Here are some of the changes you’re likely to see:
- Inclusion of more debt: when I first started this series, I mentioned that it excluded several things: our mortgage, my student loans, Jerry’s Amazon card, and our two auto loans. Excluding those means an inaccurate calculation of our debts and actual payments, though. From now on, you’ll see our two auto loans and Jerry’s Amazon card included. We actually pay a lot more towards our debt each month due to those, but you haven’t been seeing it here! We also have a lot more debt because of those, so again… you’ll see it here. I’ll still exclude the mortgage though because it’s not something we’re actively working on paying off aggressively right now because we have a long way to go and because we’d also like to move in a few years. It’s also considered “good debt,” though I’d argue that no debt is good. You also won’t see the student loans for similar reasons but also because I’m enrolled in the Public Service Loan Forgiveness program. Working as a public librarian means that after ten years of payments on the Income Based Repayment Plan, my remaining balance will be forgiven. I’ve got just under nine years to go. Because of this, again… not paying it down aggressively and just paying what we have to each month (which is still a lot and close to $400).
- Debt consolidation: Jerry and I are planning on trying to consolidate his Amazon card and my PayPal card due to high interest.
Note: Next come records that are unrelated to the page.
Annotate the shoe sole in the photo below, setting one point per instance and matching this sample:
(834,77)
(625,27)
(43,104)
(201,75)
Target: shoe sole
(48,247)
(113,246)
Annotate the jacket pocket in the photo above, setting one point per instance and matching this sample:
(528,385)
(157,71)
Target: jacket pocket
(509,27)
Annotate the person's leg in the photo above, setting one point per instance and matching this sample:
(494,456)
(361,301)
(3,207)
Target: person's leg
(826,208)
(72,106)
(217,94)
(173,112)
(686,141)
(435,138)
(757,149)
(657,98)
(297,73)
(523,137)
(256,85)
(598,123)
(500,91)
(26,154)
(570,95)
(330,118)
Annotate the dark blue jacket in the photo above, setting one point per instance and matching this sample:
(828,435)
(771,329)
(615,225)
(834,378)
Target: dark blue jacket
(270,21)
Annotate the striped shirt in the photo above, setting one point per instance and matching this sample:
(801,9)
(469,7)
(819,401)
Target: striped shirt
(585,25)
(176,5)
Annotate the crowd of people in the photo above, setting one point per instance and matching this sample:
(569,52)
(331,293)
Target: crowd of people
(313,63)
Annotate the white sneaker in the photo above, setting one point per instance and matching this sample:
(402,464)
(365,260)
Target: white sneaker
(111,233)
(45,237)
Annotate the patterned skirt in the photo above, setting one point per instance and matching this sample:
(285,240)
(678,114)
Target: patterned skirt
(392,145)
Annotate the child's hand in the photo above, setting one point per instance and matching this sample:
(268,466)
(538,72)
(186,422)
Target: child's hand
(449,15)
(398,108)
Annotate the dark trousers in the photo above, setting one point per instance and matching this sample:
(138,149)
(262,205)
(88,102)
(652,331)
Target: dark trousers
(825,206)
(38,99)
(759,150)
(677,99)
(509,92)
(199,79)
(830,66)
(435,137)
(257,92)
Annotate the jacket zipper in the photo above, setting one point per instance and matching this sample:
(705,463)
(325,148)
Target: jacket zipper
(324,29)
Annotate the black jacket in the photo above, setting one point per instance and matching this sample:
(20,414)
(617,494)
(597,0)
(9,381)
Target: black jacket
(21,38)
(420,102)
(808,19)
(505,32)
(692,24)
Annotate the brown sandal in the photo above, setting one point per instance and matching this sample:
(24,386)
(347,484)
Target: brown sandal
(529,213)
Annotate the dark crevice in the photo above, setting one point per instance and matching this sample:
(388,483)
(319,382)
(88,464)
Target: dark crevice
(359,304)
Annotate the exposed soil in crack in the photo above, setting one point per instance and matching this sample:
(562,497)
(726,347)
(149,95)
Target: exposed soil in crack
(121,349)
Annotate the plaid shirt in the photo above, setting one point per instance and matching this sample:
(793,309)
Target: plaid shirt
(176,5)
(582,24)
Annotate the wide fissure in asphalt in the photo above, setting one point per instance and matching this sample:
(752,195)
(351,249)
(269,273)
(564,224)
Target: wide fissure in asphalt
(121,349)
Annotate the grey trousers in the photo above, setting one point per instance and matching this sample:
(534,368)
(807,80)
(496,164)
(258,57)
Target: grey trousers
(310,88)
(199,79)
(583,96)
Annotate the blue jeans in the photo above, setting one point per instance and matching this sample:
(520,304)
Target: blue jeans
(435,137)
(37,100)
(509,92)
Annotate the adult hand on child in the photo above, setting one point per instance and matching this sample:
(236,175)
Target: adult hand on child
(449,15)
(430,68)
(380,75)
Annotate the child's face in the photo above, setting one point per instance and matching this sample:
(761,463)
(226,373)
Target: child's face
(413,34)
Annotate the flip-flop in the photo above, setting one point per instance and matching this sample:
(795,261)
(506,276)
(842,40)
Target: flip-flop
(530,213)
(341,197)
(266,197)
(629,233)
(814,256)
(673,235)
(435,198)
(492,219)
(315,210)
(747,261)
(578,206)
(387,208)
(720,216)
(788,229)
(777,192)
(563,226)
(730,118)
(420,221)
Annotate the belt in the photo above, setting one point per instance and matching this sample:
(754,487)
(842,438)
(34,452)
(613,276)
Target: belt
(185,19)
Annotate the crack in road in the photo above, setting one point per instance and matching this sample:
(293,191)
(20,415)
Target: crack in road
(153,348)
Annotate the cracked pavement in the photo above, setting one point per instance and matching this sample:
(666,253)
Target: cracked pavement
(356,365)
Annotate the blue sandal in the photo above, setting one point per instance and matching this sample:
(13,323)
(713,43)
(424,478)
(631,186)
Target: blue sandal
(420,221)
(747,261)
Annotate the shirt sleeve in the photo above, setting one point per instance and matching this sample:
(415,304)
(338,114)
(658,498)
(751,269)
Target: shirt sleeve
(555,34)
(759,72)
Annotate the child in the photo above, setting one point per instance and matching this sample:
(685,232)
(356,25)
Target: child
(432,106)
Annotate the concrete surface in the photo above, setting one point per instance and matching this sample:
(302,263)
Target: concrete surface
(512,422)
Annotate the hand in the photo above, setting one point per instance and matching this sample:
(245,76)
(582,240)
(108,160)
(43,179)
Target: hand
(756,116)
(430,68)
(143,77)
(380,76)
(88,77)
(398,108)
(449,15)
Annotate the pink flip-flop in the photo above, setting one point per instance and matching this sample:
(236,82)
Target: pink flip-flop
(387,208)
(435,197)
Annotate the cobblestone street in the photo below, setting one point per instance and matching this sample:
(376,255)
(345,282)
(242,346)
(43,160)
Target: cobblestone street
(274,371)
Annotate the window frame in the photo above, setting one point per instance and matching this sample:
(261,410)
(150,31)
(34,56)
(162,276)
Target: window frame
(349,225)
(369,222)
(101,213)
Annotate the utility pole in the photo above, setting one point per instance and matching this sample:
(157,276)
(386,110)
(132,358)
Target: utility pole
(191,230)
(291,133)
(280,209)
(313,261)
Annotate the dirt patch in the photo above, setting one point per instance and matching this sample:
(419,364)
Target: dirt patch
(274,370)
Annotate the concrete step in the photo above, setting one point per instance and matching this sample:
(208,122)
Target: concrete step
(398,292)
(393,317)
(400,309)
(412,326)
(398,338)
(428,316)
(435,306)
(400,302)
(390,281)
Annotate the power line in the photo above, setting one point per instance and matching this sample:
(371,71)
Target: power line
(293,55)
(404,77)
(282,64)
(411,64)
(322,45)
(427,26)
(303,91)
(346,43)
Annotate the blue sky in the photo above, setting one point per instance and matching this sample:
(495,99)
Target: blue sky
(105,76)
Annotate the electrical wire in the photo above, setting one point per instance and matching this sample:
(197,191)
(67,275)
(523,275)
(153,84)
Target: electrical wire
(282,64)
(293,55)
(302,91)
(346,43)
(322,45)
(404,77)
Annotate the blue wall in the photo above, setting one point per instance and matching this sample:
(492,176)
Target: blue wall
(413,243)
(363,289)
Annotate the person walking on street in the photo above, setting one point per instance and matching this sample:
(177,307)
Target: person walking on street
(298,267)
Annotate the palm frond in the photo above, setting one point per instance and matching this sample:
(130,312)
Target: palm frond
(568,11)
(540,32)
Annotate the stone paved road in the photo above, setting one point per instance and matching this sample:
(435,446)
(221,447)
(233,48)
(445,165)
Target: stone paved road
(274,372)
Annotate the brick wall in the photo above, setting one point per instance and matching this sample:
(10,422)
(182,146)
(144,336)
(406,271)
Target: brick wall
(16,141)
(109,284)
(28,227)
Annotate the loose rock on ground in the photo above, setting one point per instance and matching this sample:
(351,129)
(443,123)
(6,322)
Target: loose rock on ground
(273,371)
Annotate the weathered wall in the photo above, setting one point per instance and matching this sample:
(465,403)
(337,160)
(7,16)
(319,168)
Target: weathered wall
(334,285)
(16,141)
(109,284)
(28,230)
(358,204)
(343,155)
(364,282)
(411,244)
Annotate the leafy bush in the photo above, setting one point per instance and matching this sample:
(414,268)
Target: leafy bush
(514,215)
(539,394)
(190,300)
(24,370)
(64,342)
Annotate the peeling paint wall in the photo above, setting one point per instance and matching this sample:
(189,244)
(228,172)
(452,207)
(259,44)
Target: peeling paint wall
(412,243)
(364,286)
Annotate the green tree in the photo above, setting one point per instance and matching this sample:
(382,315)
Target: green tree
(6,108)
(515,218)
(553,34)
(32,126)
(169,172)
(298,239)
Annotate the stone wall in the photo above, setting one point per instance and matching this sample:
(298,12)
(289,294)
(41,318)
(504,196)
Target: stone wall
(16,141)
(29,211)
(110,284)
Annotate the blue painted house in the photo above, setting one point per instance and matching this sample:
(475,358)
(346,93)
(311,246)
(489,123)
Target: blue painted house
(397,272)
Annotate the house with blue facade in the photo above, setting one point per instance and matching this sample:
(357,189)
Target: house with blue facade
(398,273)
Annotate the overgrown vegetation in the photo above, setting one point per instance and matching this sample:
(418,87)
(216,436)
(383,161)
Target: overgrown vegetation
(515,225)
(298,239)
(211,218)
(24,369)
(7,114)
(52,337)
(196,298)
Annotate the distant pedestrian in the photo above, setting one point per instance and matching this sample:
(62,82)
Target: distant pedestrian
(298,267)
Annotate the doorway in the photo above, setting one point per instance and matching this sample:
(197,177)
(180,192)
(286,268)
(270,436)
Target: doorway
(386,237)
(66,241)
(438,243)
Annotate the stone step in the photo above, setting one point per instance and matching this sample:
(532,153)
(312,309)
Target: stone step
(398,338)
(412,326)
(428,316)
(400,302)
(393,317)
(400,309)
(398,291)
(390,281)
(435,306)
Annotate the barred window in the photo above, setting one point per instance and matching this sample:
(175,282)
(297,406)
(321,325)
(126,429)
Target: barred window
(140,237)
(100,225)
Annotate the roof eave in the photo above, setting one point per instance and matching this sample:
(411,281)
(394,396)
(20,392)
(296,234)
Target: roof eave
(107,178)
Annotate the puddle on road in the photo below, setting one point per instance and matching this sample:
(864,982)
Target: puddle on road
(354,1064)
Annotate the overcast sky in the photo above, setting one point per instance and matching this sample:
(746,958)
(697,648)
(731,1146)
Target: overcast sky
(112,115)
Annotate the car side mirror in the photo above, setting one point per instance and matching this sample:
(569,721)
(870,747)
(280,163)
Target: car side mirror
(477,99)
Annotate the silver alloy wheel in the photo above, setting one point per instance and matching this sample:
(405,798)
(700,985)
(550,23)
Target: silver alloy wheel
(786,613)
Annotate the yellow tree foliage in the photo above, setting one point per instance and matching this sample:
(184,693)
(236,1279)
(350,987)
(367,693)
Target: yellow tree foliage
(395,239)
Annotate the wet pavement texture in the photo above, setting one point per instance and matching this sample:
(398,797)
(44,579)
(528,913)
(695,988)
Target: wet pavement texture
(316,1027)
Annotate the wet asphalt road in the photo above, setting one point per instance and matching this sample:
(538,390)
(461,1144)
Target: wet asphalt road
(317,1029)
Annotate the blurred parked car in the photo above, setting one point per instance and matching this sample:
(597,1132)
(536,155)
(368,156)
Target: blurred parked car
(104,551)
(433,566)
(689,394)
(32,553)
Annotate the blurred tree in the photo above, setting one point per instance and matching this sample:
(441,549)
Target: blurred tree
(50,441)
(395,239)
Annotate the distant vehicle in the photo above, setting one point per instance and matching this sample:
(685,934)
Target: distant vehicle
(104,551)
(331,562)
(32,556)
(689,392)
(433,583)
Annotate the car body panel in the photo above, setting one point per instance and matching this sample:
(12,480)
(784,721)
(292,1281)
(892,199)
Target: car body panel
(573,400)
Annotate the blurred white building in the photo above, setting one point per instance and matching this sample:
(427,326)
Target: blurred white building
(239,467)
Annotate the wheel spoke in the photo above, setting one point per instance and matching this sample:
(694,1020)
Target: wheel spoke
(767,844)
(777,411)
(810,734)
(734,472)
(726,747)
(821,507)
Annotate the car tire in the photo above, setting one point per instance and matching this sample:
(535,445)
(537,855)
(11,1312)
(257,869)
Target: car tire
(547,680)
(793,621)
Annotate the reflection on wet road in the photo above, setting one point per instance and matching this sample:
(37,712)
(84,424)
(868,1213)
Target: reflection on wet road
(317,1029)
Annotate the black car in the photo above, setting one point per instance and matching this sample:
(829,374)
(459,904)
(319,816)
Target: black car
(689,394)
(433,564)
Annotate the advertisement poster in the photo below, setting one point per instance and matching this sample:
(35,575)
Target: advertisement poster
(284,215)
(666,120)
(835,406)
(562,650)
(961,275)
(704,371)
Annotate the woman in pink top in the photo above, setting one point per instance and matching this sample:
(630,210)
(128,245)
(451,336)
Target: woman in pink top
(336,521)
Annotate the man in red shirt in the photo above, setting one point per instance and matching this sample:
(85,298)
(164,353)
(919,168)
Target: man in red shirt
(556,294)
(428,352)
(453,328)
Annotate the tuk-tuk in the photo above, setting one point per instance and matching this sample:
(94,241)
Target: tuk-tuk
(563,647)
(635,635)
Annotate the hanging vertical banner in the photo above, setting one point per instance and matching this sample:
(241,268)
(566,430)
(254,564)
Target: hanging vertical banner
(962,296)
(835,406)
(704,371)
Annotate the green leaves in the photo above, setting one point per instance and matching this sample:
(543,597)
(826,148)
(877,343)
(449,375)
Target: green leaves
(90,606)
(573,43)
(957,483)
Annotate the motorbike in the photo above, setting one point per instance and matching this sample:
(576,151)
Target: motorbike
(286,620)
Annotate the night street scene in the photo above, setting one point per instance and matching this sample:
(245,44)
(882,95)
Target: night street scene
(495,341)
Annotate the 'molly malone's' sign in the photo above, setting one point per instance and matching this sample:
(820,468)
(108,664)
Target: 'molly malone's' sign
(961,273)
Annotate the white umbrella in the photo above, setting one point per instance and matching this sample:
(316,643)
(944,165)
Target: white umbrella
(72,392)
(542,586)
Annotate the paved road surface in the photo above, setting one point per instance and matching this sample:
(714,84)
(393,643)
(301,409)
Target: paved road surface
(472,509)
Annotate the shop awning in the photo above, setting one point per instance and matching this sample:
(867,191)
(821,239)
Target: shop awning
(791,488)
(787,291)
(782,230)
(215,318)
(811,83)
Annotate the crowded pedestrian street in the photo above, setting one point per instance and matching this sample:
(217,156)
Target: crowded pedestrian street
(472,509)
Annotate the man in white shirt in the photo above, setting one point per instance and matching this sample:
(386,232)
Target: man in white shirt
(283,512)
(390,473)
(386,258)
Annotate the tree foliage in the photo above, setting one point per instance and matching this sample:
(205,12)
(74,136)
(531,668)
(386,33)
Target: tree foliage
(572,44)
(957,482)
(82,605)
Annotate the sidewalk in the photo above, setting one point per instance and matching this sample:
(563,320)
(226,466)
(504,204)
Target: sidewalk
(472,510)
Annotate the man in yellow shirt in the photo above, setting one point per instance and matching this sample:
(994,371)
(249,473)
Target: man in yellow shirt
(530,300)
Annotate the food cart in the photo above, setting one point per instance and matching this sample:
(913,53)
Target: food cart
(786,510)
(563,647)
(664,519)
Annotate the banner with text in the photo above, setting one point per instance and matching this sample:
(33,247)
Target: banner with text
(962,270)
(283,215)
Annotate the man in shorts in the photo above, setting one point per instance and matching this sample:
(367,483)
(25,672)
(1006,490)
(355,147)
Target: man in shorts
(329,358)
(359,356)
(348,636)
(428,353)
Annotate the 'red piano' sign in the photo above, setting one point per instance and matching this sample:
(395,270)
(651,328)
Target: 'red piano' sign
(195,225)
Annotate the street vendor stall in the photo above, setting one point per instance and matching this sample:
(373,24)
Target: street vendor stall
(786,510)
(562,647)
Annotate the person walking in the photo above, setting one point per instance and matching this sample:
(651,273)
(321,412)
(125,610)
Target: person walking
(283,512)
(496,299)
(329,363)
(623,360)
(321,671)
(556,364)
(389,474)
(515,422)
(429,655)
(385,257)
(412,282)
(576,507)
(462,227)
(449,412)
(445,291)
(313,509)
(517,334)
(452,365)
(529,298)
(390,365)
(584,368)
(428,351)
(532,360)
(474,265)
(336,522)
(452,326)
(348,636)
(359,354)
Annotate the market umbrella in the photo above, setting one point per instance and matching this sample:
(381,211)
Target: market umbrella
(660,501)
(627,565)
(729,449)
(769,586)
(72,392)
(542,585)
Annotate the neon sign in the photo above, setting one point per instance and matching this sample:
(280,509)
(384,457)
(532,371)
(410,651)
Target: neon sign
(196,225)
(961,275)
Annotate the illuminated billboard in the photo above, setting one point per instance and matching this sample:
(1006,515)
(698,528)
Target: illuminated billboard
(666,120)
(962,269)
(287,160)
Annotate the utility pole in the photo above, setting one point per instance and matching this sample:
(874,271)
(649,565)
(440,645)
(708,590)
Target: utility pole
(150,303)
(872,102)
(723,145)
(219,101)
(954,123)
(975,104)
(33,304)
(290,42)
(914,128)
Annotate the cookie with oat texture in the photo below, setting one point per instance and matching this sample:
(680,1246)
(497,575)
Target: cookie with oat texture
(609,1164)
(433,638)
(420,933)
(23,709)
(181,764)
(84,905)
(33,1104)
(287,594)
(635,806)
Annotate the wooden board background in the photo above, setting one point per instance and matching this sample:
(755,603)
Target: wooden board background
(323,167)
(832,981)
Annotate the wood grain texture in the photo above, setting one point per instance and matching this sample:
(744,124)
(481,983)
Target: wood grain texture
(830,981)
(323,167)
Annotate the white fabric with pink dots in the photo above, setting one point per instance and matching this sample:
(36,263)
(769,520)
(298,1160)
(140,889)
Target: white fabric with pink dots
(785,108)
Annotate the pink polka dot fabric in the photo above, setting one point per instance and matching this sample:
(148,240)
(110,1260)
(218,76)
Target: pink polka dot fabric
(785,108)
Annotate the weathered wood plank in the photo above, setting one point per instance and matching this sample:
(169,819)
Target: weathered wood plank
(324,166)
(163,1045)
Ideally, we’d like to take out a lower interest personal loan and pay them off with that which will also then roll those both into one payment instead of two. We’re holding off on applying for the loan until December though while I’m still in a no-interest promotional period.
- Inclusion of savings and sinking funds: In addition to paying off debt, we are also working to rebuild our regular savings account and our sinking funds (savings for specific needs / goals). I think I’m going to start tracking that progress on here too, simply because it will help hold me more accountable on increasing these accounts. I also like to see the progress made from month to month.
And that’s it! That means this series will be on a short and temporary hiatus while I get this all recalculated and ready to go again. I’ll relaunch the series before the year ends and it will definitely be more inclusive. In the meantime, we will still be working on paying off debt behind the scenes, although I will admit my spending has been a bit bad lately and I need to reign it back in.
In a nutshell, this series will now include ALL of our debt, excluding our mortgage and my student loans.
Any thoughts? Do you like these changes? Have you been enjoying this series so far?